Kimberly Wasserman, executive director of the Little Village Environmental Justice Organization (LVEJO), said she supports proposals to give residents more access to electric vehicles and the benefits of transportation electrification. But the health impacts of such proposals are small compared to the risk posed by pollution from industry and scores of trucks in the neighborhood.
“Access to the technology and electrification are all important, but it has to be within the larger context of what is the community already dealing with,” Wasserman said. “We can’t just substitute in the electrification of vehicles without talking about the larger issue of how Chicago is going to grow around the movement of goods, being a hub for transportation.”
CUB’s report notes the large share of emissions released by trucks, and the growing viability of electric trucks. “E-truck and commercial fleet charging depots can be incentivized to locate where the existing grid has sufficient capacity for their high loads, so investment in new distribution infrastructure can be avoided,” the paper says. “These locations are often in low-income areas where de-industrialization has occurred — exactly the neighborhoods where there is a vital need for both non-polluting vehicles and new jobs.”
Wasserman, however, said that trucks pose safety risks beyond pollution, and the community doesn’t want any more trucks, electric or otherwise.
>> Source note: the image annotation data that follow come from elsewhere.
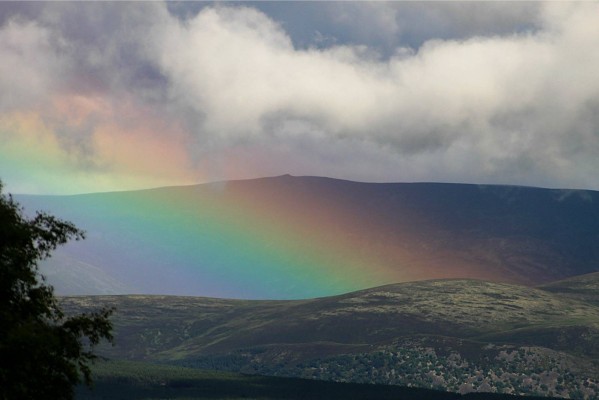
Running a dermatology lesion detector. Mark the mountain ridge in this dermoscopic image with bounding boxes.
[61,279,599,398]
[17,176,599,298]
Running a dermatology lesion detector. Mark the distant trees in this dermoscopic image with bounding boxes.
[0,182,112,400]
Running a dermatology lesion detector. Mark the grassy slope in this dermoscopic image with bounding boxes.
[64,280,599,398]
[65,280,599,361]
[77,361,556,400]
[539,272,599,306]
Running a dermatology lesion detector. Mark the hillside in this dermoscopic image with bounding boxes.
[17,176,599,299]
[76,361,560,400]
[64,280,599,398]
[539,272,599,305]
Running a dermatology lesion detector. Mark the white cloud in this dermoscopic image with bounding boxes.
[0,3,599,189]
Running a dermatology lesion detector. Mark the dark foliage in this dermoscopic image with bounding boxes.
[0,182,112,400]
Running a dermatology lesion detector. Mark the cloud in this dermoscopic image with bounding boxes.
[0,3,599,189]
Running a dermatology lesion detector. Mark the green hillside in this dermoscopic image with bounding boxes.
[539,272,599,305]
[77,361,560,400]
[64,280,599,398]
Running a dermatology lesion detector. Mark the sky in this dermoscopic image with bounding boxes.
[0,1,599,194]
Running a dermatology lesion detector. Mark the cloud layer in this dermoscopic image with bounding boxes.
[0,3,599,192]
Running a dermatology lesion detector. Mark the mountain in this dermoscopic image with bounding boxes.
[539,272,599,305]
[63,279,599,398]
[76,361,560,400]
[16,175,599,299]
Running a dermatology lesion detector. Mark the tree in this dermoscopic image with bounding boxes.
[0,182,113,400]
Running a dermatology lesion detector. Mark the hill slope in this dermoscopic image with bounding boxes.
[64,280,599,397]
[17,176,599,299]
[76,362,560,400]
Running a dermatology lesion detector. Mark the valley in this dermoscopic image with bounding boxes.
[63,274,599,399]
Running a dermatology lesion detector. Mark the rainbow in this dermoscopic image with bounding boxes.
[17,176,510,299]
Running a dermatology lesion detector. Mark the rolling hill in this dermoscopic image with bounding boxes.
[16,176,599,299]
[76,361,560,400]
[63,280,599,398]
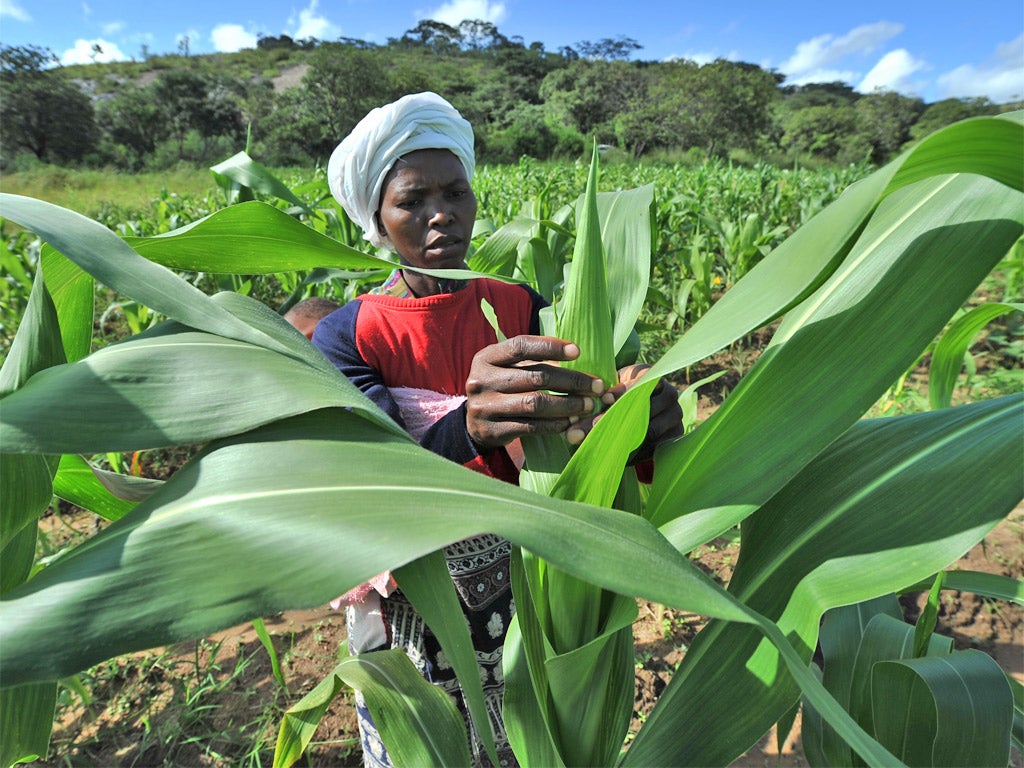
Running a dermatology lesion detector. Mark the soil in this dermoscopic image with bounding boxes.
[37,504,1024,768]
[28,334,1024,768]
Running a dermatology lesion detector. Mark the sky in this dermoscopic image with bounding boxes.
[0,0,1024,103]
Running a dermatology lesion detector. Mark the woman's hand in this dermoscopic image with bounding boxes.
[565,365,683,464]
[466,336,606,447]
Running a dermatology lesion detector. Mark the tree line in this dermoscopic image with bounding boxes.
[0,19,1007,171]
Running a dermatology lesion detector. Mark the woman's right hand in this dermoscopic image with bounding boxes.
[466,336,604,449]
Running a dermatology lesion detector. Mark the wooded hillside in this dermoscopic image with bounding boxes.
[0,20,1007,170]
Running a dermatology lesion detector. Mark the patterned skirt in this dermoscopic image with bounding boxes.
[346,534,517,768]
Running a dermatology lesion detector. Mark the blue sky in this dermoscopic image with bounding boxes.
[0,0,1024,102]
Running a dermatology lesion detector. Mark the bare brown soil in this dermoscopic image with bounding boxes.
[37,505,1024,768]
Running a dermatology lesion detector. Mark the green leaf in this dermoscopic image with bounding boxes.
[39,246,93,362]
[0,319,404,454]
[900,570,1024,605]
[648,175,1024,549]
[0,193,290,354]
[0,409,751,684]
[273,672,345,768]
[0,683,57,768]
[804,594,903,765]
[273,648,470,768]
[127,202,387,274]
[253,616,288,693]
[597,184,654,352]
[467,217,538,275]
[53,454,153,520]
[558,147,614,387]
[626,396,1024,765]
[394,552,499,765]
[928,303,1024,409]
[871,649,1013,768]
[204,152,309,213]
[912,570,945,658]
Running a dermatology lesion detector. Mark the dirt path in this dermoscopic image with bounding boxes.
[39,506,1024,768]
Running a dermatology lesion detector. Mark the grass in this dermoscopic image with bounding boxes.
[0,165,228,218]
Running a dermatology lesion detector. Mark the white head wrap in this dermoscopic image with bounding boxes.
[327,92,476,248]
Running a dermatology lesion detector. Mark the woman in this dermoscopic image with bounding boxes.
[312,93,682,766]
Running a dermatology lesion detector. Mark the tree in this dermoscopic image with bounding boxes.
[781,105,871,163]
[276,43,400,160]
[0,45,96,163]
[397,18,462,53]
[577,35,643,61]
[621,58,779,157]
[97,86,169,170]
[855,90,925,163]
[152,69,243,160]
[459,18,509,50]
[781,80,859,110]
[540,58,644,141]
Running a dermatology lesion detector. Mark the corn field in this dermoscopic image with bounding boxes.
[0,114,1024,766]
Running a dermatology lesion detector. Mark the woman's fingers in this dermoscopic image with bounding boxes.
[466,336,604,446]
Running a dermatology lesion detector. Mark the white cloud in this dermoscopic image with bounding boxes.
[288,0,341,40]
[174,28,203,52]
[0,0,32,22]
[421,0,505,27]
[857,48,930,93]
[210,24,256,53]
[778,22,903,78]
[938,35,1024,103]
[60,38,128,65]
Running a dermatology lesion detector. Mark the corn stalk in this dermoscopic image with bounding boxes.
[0,115,1024,765]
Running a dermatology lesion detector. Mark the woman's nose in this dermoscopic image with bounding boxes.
[430,206,455,226]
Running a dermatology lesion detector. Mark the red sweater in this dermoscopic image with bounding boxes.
[312,279,545,482]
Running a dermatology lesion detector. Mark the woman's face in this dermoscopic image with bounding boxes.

She added that amenities like an electric vehicle car-sharing service or charging stations raise concerns about gentrification, since they may draw new residents to the area.
“I’m all for these conversations,” she said, but stakeholders in communities need to be deeply involved so policies are crafted with “an understanding of the realities on the ground.”
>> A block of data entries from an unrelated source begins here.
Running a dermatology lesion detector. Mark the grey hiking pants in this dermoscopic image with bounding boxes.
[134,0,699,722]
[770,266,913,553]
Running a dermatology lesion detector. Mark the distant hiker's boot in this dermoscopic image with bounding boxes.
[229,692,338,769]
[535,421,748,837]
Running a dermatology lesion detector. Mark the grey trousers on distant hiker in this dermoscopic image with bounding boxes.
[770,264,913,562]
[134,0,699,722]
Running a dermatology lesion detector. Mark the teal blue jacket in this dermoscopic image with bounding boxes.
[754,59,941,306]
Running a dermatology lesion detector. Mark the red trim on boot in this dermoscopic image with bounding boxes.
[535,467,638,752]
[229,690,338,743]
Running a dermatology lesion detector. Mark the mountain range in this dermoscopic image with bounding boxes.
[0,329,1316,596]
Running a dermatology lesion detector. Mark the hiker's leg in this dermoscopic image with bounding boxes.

Juliana Pino, policy director of LVEJO, said she wants to see transportation electrification move forward, and supports passage of CEJA, which also increases incentives for solar including specifically in targeted communities. She noted that CEJA was drafted with input from residents in environmental justice and other communities during more than 100 community meetings.
“A just transition of the transportation industry away from diesel and other fossil fuels must be driven by policies like these that come from the most impacted Black, brown, economically disadvantaged Illinoisans, and must benefit those communities and their health,” she said. “We support drastically reducing toxic diesel pollution in neighborhoods like Little Village dealing with its worst impacts, and creating meaningful career opportunities for these same communities in the expansion of clean transportation.”